Draco’s lack of resolution (in terms of his moral ambiguity), as I said in my previous post, is a deliberate choice on JKR’s part. Frankly, in terms of the actual plot of Book 7, the Malfoys don’t even need to be there. The only reason they are there is to further humanize them, to round out their story. They are not there to be props for the plot because they don’t actually contribute to the plot. But they are given far more air time, Draco especially, than we could have reasonably expected, especially given that if anybody really deserved more air time in this book, it wasn’t Draco, but Snape.

Instead we got Harry saving Draco’s life, i mean, literally turning around and going back to save Draco’s life, for no other reason than pure will. Draco’s hand slips, he goes back again. Yes, Draco is still a coward after it’s over; yes, Harry still dislikes and distrusts him; but this is a resolution, folks. And a damn good one.

We not only got an extension of the ‘drop of pity’ Harry felt for Draco in book 6, we got a very strong look at Harry’s pity for Draco when he sees what uses Voldemort is putting him to while watching him torture people at the Dark Lord’s command. (OH MAN I FORGOT TO TALK ABOUT HOW MUCH I LOVED/HATED/WAS APPALLED BY VOLDEMORT’S MUGGLE PURIFICATION. HOLY SHIT. just everything about the muggle persecution – the registry, the homeless wizards in the street, the throne made out of human bones. oh my god. just. everything. </tangent>)
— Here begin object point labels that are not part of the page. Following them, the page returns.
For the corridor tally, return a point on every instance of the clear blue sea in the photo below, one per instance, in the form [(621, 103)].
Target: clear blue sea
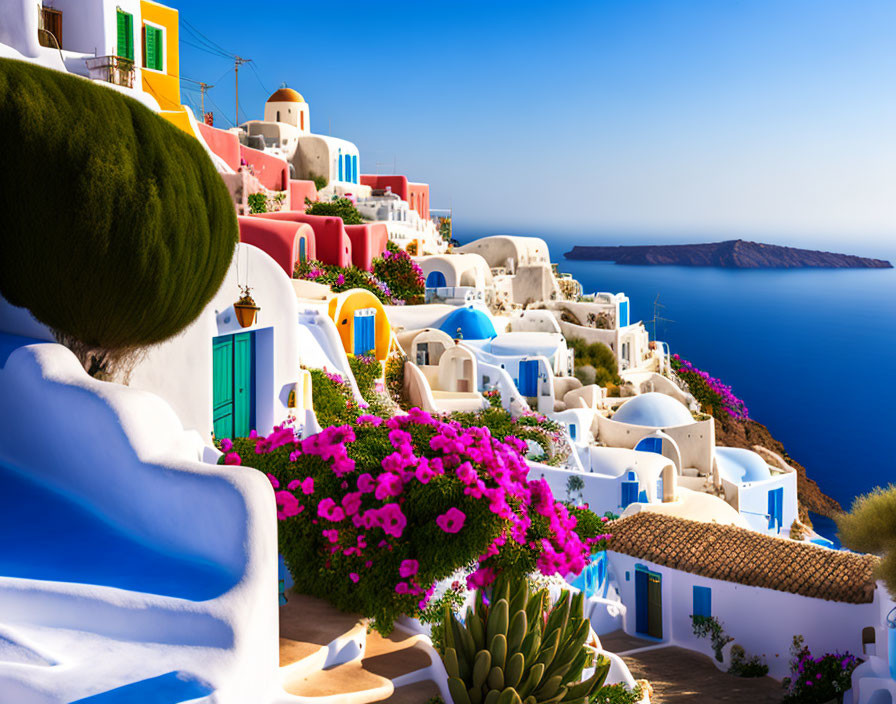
[(812, 352)]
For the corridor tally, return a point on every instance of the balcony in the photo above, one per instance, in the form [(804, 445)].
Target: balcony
[(112, 69)]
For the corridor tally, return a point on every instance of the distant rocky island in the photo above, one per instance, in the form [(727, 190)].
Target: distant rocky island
[(731, 254)]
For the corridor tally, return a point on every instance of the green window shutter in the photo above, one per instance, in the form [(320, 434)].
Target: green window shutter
[(160, 49), (125, 35)]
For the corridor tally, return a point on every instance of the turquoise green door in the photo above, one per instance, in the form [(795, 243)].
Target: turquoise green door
[(233, 382)]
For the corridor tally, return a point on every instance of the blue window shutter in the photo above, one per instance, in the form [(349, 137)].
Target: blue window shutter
[(702, 601)]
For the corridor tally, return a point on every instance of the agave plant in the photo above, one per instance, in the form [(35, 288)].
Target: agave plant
[(513, 652)]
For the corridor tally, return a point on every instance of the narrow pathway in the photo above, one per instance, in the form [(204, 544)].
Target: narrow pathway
[(680, 676)]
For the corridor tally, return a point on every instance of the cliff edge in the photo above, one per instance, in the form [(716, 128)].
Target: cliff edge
[(731, 254)]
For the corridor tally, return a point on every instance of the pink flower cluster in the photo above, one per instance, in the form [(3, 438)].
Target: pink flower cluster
[(727, 401), (489, 471)]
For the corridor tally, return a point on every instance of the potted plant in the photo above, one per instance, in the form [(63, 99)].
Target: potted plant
[(245, 308)]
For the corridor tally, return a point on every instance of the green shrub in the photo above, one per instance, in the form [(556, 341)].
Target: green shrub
[(870, 526), (332, 398), (258, 203), (401, 274), (395, 379), (548, 434), (434, 613), (617, 694), (817, 680), (590, 527), (744, 666), (117, 230), (341, 208), (596, 356), (519, 648)]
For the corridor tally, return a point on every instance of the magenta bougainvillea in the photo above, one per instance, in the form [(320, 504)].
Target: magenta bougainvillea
[(714, 397), (374, 514)]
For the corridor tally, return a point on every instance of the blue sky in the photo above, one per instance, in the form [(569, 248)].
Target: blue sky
[(770, 119)]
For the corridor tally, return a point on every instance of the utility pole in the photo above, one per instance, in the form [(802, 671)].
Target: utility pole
[(203, 89), (237, 60)]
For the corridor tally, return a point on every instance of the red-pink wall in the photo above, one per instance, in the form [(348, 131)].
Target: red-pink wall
[(398, 184), (279, 239), (272, 171), (419, 198), (331, 243), (368, 241), (299, 191), (225, 144)]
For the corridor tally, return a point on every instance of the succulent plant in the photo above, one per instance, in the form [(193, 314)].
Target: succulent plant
[(514, 652)]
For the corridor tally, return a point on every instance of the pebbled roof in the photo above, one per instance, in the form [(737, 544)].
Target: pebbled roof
[(746, 557)]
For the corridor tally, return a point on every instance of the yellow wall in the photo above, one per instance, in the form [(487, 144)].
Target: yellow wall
[(165, 87), (342, 311)]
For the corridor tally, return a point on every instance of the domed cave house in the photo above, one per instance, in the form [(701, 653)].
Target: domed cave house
[(764, 495), (363, 325)]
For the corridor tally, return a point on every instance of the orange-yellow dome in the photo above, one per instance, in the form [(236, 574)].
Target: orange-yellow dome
[(286, 95)]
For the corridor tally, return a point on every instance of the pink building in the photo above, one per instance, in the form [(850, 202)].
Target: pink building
[(332, 243), (285, 241), (271, 171), (416, 194)]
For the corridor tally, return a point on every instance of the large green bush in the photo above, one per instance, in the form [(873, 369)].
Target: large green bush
[(117, 230), (375, 513), (603, 369), (341, 208)]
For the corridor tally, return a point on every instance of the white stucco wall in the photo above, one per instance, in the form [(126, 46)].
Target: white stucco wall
[(763, 621), (123, 455), (180, 370)]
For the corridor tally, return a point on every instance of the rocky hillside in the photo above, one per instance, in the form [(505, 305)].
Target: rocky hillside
[(732, 254), (748, 434)]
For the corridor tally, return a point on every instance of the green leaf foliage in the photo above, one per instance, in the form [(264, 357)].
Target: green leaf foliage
[(117, 230), (515, 649), (870, 526), (595, 362)]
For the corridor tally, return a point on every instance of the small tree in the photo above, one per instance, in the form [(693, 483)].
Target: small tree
[(117, 230), (870, 527), (341, 208)]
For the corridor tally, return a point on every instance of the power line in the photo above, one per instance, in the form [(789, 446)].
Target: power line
[(258, 77)]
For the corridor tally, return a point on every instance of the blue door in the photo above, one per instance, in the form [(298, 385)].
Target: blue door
[(775, 508), (650, 445), (436, 279), (702, 601), (623, 313), (364, 338), (529, 377), (629, 490)]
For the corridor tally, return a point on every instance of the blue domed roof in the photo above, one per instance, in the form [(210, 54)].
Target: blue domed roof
[(472, 322), (740, 466), (654, 410)]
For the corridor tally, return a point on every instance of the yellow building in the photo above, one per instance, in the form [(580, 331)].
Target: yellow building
[(362, 323), (160, 61)]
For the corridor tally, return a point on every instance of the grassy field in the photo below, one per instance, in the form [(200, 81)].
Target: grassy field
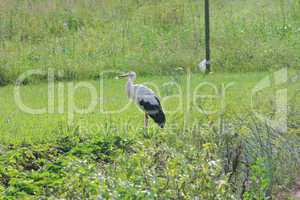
[(218, 142), (110, 154), (83, 38)]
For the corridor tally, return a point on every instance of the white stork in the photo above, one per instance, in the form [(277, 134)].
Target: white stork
[(146, 99)]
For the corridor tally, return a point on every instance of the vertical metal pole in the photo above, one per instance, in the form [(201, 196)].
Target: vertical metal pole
[(207, 37)]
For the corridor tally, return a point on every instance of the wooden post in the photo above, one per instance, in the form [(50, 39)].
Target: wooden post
[(207, 37)]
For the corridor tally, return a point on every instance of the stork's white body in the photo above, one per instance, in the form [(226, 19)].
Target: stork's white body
[(146, 99)]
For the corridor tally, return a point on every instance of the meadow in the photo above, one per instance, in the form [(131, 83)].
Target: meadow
[(215, 144)]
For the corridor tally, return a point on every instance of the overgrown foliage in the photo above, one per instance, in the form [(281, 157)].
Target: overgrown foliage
[(244, 160)]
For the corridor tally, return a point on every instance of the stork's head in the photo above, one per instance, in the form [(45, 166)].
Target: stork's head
[(131, 75)]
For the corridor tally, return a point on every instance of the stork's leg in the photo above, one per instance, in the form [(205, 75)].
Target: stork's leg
[(146, 122)]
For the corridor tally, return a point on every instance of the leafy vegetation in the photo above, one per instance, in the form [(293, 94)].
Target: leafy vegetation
[(214, 146), (229, 154)]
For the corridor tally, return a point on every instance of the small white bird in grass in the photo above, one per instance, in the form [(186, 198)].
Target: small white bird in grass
[(146, 99), (202, 65)]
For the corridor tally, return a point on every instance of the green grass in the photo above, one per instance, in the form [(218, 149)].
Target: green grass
[(227, 154), (17, 126), (109, 154), (83, 38)]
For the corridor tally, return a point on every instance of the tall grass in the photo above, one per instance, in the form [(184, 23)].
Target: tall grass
[(86, 37)]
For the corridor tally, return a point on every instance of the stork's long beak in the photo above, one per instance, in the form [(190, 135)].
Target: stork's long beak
[(123, 75)]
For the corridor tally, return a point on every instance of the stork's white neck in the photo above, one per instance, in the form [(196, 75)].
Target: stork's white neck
[(130, 88)]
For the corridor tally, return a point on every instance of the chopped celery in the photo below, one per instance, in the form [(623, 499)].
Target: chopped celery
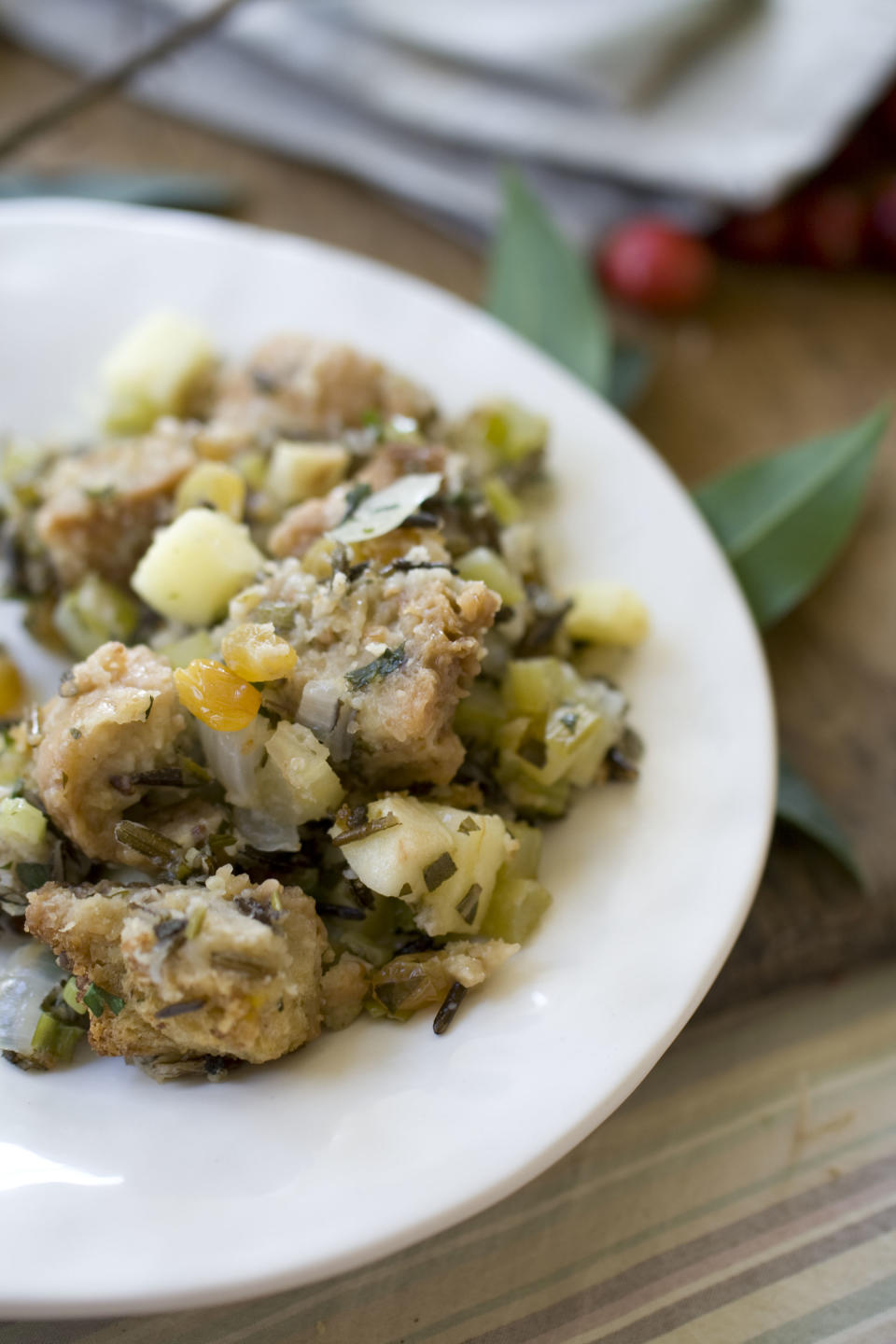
[(504, 433), (534, 686), (52, 1043), (23, 831), (481, 714), (516, 909), (483, 565), (94, 613), (560, 732), (441, 861)]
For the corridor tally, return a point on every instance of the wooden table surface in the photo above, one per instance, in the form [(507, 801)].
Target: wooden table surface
[(776, 357)]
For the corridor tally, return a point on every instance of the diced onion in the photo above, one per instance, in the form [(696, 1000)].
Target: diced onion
[(26, 979)]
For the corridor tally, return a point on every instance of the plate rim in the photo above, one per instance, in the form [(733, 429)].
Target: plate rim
[(58, 210)]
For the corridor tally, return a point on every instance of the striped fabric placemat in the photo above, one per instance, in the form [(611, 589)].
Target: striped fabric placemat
[(745, 1195)]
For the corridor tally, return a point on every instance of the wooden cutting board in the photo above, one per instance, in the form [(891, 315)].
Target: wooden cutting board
[(776, 357)]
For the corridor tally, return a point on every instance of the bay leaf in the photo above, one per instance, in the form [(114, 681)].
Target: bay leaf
[(783, 519), (172, 189), (540, 287)]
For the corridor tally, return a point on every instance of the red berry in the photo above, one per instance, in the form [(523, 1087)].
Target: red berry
[(881, 225), (831, 228), (763, 235), (654, 265)]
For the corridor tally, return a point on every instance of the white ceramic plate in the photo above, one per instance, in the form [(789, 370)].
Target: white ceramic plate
[(366, 1141)]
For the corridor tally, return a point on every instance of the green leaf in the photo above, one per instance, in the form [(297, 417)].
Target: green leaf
[(540, 287), (176, 189), (801, 808), (629, 374), (783, 519)]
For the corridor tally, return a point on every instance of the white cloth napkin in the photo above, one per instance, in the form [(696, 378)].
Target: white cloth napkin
[(426, 98)]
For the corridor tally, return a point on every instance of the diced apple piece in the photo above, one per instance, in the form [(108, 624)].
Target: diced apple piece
[(195, 566), (302, 470), (441, 861), (608, 613), (153, 371)]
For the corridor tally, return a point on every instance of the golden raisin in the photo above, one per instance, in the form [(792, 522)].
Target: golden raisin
[(217, 696), (257, 652)]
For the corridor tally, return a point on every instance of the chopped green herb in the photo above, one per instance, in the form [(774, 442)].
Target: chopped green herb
[(388, 662), (97, 999), (438, 871)]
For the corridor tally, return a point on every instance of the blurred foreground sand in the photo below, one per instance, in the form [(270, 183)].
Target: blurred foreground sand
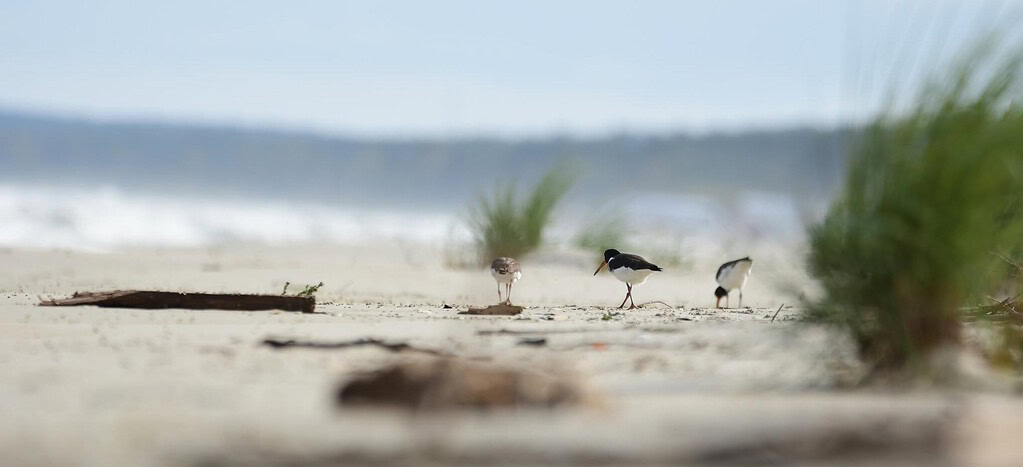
[(680, 384)]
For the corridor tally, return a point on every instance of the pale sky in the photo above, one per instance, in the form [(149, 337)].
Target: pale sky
[(479, 67)]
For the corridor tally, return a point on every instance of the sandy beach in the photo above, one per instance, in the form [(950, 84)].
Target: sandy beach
[(674, 383)]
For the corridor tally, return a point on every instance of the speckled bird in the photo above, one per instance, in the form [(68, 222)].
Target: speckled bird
[(505, 271)]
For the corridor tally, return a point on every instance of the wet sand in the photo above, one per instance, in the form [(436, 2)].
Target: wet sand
[(668, 383)]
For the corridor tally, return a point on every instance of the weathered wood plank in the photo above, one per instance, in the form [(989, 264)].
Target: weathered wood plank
[(152, 299)]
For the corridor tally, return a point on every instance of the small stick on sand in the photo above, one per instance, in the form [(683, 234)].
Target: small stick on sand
[(776, 312)]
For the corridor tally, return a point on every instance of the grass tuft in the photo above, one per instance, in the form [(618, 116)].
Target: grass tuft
[(504, 225), (928, 196)]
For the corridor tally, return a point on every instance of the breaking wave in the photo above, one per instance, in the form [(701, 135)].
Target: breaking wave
[(102, 219)]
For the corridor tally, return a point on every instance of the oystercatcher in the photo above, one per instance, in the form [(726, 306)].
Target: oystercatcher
[(630, 269), (505, 271), (730, 276)]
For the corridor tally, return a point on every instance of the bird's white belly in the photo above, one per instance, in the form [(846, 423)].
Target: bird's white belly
[(505, 278), (631, 276), (737, 276)]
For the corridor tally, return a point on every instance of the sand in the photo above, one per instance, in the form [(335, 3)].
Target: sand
[(667, 383)]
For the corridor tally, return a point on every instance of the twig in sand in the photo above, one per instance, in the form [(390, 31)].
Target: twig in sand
[(776, 312), (655, 301), (398, 346)]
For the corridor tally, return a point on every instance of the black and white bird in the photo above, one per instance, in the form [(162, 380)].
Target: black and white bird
[(731, 276), (630, 269), (505, 271)]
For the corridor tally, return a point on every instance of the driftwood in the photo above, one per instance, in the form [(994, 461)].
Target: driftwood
[(449, 383), (150, 299), (494, 310), (393, 346)]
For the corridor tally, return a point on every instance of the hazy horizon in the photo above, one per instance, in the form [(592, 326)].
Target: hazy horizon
[(454, 68)]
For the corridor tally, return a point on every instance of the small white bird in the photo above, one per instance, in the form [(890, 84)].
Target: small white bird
[(730, 276), (505, 271)]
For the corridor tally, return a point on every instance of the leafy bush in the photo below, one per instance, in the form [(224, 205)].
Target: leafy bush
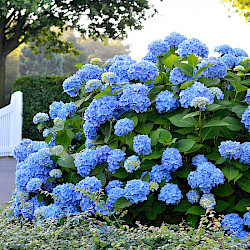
[(184, 111), (38, 93)]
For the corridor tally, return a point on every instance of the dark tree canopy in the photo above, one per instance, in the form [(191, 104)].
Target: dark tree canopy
[(23, 21)]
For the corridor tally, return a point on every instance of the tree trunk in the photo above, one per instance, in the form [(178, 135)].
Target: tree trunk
[(2, 81)]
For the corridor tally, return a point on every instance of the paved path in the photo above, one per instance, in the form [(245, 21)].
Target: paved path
[(7, 178)]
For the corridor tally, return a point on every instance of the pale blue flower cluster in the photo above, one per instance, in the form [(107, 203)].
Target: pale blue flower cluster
[(196, 90), (158, 47), (192, 46), (174, 39), (136, 191), (89, 72), (171, 159), (40, 117), (93, 85), (165, 102), (72, 85), (123, 127), (178, 77), (170, 193), (115, 157), (132, 163), (142, 144), (205, 177), (135, 97), (143, 71), (193, 196), (61, 110)]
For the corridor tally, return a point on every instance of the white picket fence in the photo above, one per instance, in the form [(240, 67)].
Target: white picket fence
[(11, 124)]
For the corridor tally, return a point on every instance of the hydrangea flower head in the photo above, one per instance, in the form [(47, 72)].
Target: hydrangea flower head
[(72, 85), (158, 47), (143, 71), (165, 102), (93, 85), (171, 159), (40, 117), (174, 39), (123, 127), (170, 193), (136, 191), (142, 145), (192, 46), (132, 164), (193, 196)]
And at the end we got a polite nod – nothing more, nothing less. And no, it was not redemption, but it was tolerance of a sort, and JKR, given her attitude toward Slytherin throughout the book, did not even have to give us that much.

Instead she went out of her way to show Draco as not being Hitler Youth. She showed us that his family was, if pathetic, loyal to each other, a quality that creates a great deal of sympathy for Draco and Narcissa at least, and allowing the Malfoys to at least be present in the Great Hall says all that she can say at that point about their acceptance into the wizarding world.

the fact that 19 years later Draco has a receding hairline should not detract at all from the fact that 19 years later he is able to exchange eye contact and gestures of politeness with Harry. Considering the relationships between everyone from the previous generations of their families, that in itself is huge.

I am completely satisfied with Draco’s treatment in book 7. It’s not perfect, but then again, I don’t think redemption would be perfect for his character – because, again, as I’ve always said: redeemed from what? He’s made his choices, but they have never been motivated by evil. His staying behind to fight in order to defeat Harry and redeem the Malfoy name once and for all is exactly what i think we can expect of him given what he’s done so far to protect his family and attempt to look good to all and sundry. And when Harry chooses to save his life, he is motivated by yet a greater understanding of what Draco has been through than he has shown for anyone else under similar circumstances – to Luna’s father, to Ollivander, he has shown a cold tolerance; to Draco he shows sympathy, and forgiveness. He saves Draco from immolation, literally and figuratively.

If that’s not a satisfactory conclusion to the greatest rivalry Hogwarts has ever seen, then I don’t know what could be, unless you were waiting for “19 Years Later… Harry stirred and rolled over, snuggling closer to Draco, who was still asleep.”